One important distinction: public health messaging about “every week counts” applies only to healthy pregnancies. If your provider recommends delivery before 39 weeks because of a complication, that recommendation is based on evidence that earlier birth reduces risk in your specific situation.

How Your Birth Setting Affects Planning

Where you plan to give birth shapes what belongs in your plan and how early you need to finalize it. Hospital births offer more options for medical intervention, including the ability to schedule an induction or choose your delivery date. If you’re planning a hospital birth, your plan should address your preferences around those interventions since they’ll be available to you whether or not you want them.

Birth centers operate differently.
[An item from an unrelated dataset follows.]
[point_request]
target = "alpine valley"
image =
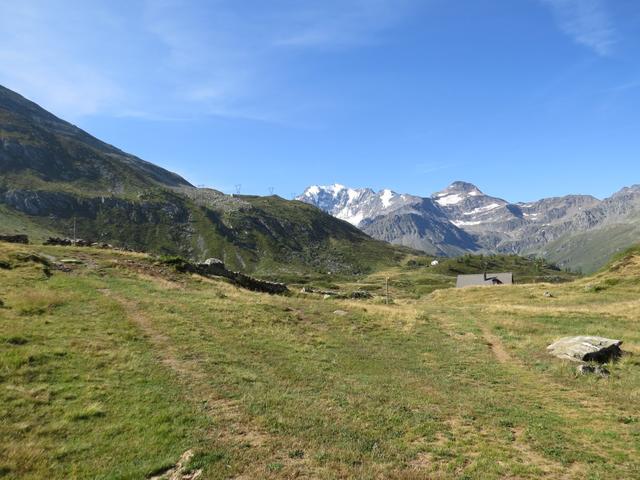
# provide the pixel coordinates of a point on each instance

You typically cannot schedule your delivery date; you go to the center when labor begins on its own. Birth center plans tend to focus more on environment, comfort measures, and who will be present, since the setting is already designed around lower-intervention birth. If you’re planning a birth center or home birth, you’ll also need a transfer plan: what happens if complications arise and you need to move to a hospital. Having that conversation with your midwife by 34 weeks ensures everyone knows the logistics ahead of time.

Keeping Your Plan Flexible

The word “plan” can be misleading. Labor is unpredictable, and providers often prefer the term “birth preferences” because it signals that adjustments may be necessary. A baby who was head-down at 34 weeks might be breech at 38. A pregnancy that was uncomplicated can develop new issues in the final stretch. Your plan is a communication tool, not a contract.

Bring your written plan with you to the hospital or birth center when labor starts, and pack extra copies. Hand one to your nurse when you arrive and discuss it briefly with the team. The most effective birth plans are the ones that clearly state what matters most to you while acknowledging that the medical team may need to deviate if safety requires it. Framing your preferences with language like “I’d prefer” or “if possible” tends to be better received than absolute demands, and it keeps the door open for collaboration when things don’t go exactly as expected.

You can revise your plan at any point, even in the final days before delivery. If a late ultrasound reveals new information, or if your feelings about pain management shift as the due date approaches, update the document. The version you bring to the hospital should reflect where you are right now, not where you were at 30 weeks.